Violência contra a mulher: como abordar o tema com crianças?

Na última semana, os noticiários repercutiram as prisões dos ex-jogadores Daniel Alves e Robinho. Enquanto o segundo foi preso, o primeiro, já condenado, vai esperar o julgamento do recurso em liberdade.

Os acontecimentos, mais do que escancaram crimes cometidos por esportistas, causam (ou deveriam) também enorme preocupação para os pais a mães, afinal os atletas também representam ídolos de crianças e adolescentes.

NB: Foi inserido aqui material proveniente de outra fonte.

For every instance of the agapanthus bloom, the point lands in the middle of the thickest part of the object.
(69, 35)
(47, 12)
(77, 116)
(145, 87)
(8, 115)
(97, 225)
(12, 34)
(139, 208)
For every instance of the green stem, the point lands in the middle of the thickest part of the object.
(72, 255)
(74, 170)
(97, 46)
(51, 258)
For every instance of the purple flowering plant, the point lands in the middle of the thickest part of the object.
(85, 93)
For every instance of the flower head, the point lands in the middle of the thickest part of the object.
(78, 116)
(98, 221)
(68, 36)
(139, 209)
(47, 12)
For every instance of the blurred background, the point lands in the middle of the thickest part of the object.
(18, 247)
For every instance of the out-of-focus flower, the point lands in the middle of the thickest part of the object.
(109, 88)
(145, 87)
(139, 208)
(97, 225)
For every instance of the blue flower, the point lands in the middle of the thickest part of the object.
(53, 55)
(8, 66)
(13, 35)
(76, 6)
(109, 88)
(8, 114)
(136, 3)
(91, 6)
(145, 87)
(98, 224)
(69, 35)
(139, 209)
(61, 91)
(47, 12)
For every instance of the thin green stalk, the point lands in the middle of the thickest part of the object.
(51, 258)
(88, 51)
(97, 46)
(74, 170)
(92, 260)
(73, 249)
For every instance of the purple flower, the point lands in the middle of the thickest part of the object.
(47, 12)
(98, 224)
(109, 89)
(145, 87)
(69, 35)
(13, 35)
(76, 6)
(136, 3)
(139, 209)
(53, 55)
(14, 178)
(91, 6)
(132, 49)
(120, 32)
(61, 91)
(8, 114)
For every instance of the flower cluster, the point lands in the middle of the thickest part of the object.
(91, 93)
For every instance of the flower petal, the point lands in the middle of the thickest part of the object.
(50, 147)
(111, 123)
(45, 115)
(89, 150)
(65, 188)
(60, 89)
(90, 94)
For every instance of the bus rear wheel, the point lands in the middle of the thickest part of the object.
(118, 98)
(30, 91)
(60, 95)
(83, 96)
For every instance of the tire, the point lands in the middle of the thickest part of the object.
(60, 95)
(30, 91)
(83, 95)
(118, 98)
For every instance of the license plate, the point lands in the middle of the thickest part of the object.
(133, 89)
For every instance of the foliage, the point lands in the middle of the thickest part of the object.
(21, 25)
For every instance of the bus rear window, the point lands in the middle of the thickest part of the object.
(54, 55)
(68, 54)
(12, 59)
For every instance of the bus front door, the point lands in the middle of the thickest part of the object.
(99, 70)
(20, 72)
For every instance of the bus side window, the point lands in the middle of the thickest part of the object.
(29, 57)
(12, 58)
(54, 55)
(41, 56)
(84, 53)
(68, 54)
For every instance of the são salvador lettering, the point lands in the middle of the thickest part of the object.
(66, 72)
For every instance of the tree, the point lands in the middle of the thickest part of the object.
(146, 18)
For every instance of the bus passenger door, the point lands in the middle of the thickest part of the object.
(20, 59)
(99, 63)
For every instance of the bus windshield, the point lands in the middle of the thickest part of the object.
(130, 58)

Afinal, o mundo do esporte sempre foi responsável por “fornecer” modelos de comportamento para as próximas gerações. E, portanto, é inevitável que responsáveis pela educação de crianças se sintam confrontados com as sombras que surgem entre os chamados “heróis” dos campos de futebol.

Para além dos julgamentos dos crimes em questão, os episódios lançam uma luz intensa sobre um aspecto da nossa sociedade: a educação dos meninos e rapazes para um futuro de respeito e igualdade. Ou seja, é preciso, sim, celebrarmos os feitos esportivos de atletas em seus respectivos esportes, mas precisamos, ainda mais, enfrentar com urgência os exemplos que eles dão quando negativos. E, principalmente, usar esses casos para desconstruir a cultura do estupro e da violência contra a mulher.

Por isso, na coluna da semana, vamos abordar a importância de educar nossos jovens para serem agentes de mudança em um mundo onde a integridade e o respeito não são apenas desejados, mas exigidos.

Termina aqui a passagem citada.